Thursday, January 8, 2009

Bankruptcy Mortgage Adjustments

Very interesting development late in the day that I would have thought would have been bearish but stocks sort of moved up on it. There seemed to be some momentum gained in the effort to allow bankruptcy judges to alter mortgages in a effort to prevent more housing foreclosures. What does this mean? This article summarizes it.

http://www.cnbc.com/id/28562958

Under the change, bankruptcy courts could alter the terms of mortgages, subject to certain conditions:

1) Only mortgages entered into prior to the date of enactment of the bill would be eligible for the treatment. All loans, and not just subprime, are eligible.

2) Borrowers have to show they made a “good faith” attempt to work with the lender before considering this bankruptcy provision. Bankruptcy cannot be the first option, and borrowers have to prove it wasn’t.

3) Bankruptcy judges can strip away a lender’s credit or rights if they violated the Truth in Lending Act or other state and federal laws.

Basically under 2005 bankruptcy reform law homeowners could only enter chapter 13 as opposed to chapter 7. This means they could only enter into repayment plans and the value of the mortgage would not come down to the new home price (assuming the home price had dropped below the mortgage) There is no ability to "cram down" the mortgage to the collateral value like there is in all other bankruptcy proceedings. The banks have been ardently against this and for good reason because it means that they could be told their mortgage which was an asset for say 300k is now a new mortgage for 200k (the actual value of the house). You must take an immediate 100k loss. It is interesting that this seems to me to be a total reversal of the governments strategy during this crises. Prolong and disguise. Here you will have things coming to the head quicker and be more obvious of the overall losses. Let me say I am completely for this. This is what we need but I do not think this helps the economy in the short run. I also think provision number 1 is ridiculous. If I understand this correctly it is not for new mortgages made after this law would be passed. One of the greatest benefits of this would be for lenders to make sure they are more informed about the loans they make and the appraisals they receive. If they can get the loan "crammed" down this would cause caution before making a bad loan.
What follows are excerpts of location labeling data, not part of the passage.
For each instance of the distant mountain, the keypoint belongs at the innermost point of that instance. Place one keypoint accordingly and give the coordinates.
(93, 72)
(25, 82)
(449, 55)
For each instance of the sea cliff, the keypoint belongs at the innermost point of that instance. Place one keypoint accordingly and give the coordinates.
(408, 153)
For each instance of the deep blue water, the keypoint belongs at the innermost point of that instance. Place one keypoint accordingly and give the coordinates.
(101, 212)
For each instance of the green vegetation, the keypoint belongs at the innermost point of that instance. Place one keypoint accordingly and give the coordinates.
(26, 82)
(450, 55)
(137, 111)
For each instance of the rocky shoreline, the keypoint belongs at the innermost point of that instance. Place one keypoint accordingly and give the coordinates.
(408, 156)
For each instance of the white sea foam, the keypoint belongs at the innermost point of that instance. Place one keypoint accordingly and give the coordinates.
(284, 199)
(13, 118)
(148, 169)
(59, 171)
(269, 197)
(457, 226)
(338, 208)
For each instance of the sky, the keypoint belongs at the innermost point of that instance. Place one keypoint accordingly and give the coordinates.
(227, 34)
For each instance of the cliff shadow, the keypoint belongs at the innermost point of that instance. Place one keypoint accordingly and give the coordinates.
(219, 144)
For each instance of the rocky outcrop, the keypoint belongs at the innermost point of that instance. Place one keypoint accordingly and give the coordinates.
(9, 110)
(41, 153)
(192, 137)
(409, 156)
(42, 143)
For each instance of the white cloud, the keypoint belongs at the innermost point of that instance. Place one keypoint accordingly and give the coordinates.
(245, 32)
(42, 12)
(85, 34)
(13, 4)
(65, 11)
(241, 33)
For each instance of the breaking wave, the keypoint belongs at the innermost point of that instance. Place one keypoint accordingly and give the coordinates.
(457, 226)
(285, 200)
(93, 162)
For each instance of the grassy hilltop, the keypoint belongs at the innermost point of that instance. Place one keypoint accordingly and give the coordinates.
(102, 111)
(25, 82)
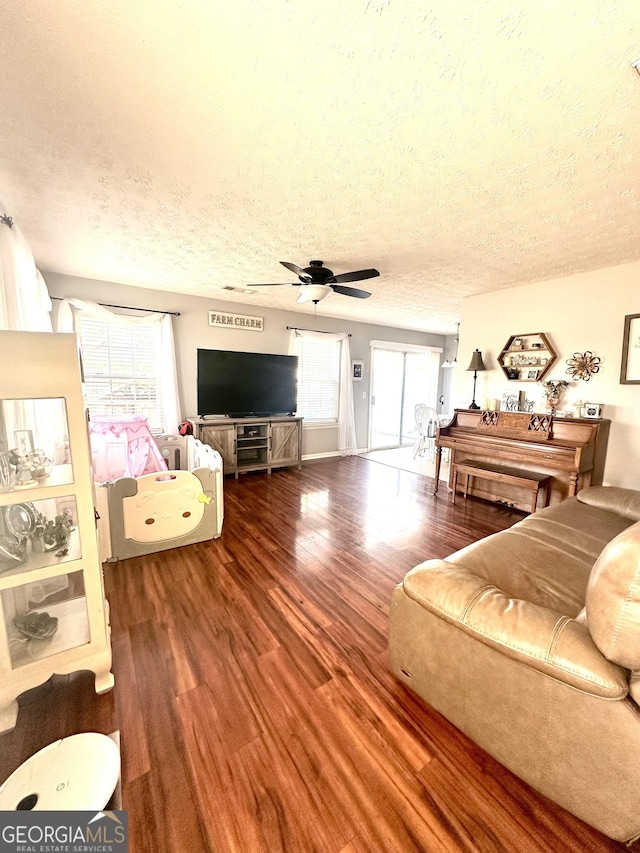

From a financial market perspective I think this is very bearish for financials. The banking lobby group has been fighting this and had it defeated earlier in the year. Today with Citigroup breaking ranks others will most likely follow. The reason Citigroup would break ranks is beyond me except for the fact that the government is a large shareholder and lender at this point and will probably get bigger so Citigroup may not have had a choice (at least a real choice). The equity markets may have got this wrong but the debt markets didn't. Across the board the tranches of the ABX index took it on the head today.

http://www.markit.com/information/products/category/indices/abx.html

For those more interested on the process and how it works I highly recommend the late Tanta's piece from calculated risk. I pride myself on trying to figure out what is important and what is just noise. I may be wrong and it depends how it plays out and how it gets watered down but this may be very important.